Film-Tech Cinema Systems
Film-Tech Forum


Post New Topic  Post A Reply
my profile | my password | register | search | faq & rules | forum home
  next oldest topic   next newest topic
» Film-Tech Forum   » Operations   » Film Handlers' Forum   » Simplex XL "crinkling" film at the intermittent

   
Author Topic: Simplex XL "crinkling" film at the intermittent
Justin Hamaker
Film God

Posts: 2066
From: Lakeport, CA USA
Registered: Jan 2004


 - posted 08-05-2008 02:32 AM      Profile for Justin Hamaker   Author's Homepage   Email Justin Hamaker   Send New Private Message       Edit/Delete Post 
When I advance the film by hand on the Simplex XL at our drive-in, there is a crinkling sound coming from around the intermittent. When I lay my finger over the intermittent sprocket immediately after the shoe, there is a slight bulge to the film as if the sprocket were slightly too narrow. Everything in the film path seems to be properly aligned and the film appears to run normally through the gate/trap.

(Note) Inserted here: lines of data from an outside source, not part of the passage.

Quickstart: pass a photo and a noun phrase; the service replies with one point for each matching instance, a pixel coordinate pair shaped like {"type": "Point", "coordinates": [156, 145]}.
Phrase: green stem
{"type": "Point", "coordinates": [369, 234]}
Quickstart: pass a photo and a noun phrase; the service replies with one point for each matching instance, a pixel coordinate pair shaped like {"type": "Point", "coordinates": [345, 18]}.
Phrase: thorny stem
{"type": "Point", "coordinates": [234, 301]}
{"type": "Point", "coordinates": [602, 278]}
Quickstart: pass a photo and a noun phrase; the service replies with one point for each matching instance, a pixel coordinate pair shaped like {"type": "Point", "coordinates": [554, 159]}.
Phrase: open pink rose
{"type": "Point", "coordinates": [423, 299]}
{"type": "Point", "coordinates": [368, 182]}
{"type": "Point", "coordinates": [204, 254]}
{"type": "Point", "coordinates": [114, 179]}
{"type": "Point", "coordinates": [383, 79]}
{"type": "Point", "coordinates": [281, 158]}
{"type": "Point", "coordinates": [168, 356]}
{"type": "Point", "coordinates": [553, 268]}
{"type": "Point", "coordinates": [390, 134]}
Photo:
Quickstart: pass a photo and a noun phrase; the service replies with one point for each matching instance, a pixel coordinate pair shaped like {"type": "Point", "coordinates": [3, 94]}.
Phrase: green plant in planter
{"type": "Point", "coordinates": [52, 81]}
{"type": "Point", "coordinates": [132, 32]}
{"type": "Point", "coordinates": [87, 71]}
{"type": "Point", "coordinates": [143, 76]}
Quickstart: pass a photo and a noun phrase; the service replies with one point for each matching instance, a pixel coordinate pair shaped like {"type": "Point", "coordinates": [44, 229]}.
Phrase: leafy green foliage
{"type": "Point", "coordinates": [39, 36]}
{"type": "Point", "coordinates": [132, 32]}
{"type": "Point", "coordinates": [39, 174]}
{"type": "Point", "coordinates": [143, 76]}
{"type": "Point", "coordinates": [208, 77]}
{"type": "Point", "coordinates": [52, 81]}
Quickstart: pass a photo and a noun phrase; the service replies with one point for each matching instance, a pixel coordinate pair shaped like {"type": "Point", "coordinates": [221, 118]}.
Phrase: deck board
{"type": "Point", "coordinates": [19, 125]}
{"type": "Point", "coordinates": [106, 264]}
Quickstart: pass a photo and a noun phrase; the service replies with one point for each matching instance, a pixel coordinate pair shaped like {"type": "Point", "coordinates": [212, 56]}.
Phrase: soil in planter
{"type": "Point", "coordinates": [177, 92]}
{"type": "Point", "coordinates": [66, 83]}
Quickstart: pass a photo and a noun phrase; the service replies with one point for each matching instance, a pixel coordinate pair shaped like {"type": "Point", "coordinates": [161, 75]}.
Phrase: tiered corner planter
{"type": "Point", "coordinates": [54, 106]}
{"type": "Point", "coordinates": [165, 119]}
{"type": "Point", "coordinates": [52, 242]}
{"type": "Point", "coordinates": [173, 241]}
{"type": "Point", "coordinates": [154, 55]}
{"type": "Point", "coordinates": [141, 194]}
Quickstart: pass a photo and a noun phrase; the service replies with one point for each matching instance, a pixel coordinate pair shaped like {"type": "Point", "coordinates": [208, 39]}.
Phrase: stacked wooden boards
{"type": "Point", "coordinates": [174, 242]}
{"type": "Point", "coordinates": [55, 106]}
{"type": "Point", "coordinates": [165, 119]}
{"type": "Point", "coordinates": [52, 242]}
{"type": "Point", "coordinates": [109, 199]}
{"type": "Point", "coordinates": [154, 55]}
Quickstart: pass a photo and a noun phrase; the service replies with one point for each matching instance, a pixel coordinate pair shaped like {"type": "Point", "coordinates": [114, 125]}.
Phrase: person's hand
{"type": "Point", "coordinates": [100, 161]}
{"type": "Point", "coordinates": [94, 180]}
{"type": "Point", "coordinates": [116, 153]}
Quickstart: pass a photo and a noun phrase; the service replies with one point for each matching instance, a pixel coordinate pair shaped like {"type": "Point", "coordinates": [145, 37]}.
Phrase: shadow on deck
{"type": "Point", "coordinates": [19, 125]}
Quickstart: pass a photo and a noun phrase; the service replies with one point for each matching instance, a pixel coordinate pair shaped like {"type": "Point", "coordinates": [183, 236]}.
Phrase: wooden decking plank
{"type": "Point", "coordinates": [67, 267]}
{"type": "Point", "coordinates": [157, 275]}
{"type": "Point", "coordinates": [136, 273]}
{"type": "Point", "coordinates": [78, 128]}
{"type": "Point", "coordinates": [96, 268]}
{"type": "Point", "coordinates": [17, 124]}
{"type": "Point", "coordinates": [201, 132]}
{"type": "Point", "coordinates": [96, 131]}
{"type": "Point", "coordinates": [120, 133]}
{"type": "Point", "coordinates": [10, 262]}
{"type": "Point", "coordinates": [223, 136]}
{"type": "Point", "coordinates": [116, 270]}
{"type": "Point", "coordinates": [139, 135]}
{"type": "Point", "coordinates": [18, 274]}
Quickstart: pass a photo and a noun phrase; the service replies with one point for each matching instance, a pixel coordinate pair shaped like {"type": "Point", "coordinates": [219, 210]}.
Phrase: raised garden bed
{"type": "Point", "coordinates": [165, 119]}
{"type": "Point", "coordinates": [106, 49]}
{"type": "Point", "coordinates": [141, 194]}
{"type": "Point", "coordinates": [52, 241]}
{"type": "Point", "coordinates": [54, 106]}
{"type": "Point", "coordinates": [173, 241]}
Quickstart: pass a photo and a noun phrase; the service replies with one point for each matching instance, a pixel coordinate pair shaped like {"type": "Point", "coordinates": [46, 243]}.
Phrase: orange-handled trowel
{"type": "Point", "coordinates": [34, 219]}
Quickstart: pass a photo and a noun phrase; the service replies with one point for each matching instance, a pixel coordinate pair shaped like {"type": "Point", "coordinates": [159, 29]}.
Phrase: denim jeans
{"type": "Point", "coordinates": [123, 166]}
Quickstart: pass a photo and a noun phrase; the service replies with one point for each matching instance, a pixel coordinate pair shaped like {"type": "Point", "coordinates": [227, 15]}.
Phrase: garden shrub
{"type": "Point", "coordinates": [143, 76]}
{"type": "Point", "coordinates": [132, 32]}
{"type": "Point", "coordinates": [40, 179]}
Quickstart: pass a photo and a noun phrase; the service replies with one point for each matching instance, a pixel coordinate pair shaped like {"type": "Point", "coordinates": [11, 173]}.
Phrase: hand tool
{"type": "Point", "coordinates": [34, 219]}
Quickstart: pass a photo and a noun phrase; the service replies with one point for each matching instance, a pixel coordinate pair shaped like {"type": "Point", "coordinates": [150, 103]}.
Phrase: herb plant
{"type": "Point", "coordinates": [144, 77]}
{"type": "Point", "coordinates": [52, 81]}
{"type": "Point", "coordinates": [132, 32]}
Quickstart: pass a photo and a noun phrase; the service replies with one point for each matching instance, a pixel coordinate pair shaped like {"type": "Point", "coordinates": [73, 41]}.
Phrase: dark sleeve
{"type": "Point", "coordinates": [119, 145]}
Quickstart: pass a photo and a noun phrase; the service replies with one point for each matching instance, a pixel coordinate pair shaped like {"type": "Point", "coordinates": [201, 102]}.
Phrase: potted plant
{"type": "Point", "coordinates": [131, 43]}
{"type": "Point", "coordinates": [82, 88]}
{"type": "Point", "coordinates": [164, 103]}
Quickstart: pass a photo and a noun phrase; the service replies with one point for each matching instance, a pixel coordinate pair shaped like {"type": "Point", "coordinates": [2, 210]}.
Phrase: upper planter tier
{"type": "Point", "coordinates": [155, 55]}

There is no obvious sign this is causing any damage to the film, but it's certainly an annoying sound.

 |  IP: Logged

Tim Reed
Better Projection Pays

Posts: 5242
From: Northampton, PA
Registered: Sep 1999


 - posted 08-05-2008 07:30 AM      Profile for Tim Reed   Author's Homepage     Send New Private Message       Edit/Delete Post 
The bulging film could be due to the studio guides on the film trap being too close together.

The noise could also be caused by hooked sprocket teeth.

 |  IP: Logged

Kenneth Wuepper
Jedi Master Film Handler

Posts: 987
From: Saginaw, MI, USA
Registered: Feb 2002


 - posted 08-05-2008 08:27 AM      Profile for Kenneth Wuepper   Email Kenneth Wuepper   Send New Private Message       Edit/Delete Post 
I vote with Tim, this sounds like hooked or badly worn sprocket teeth.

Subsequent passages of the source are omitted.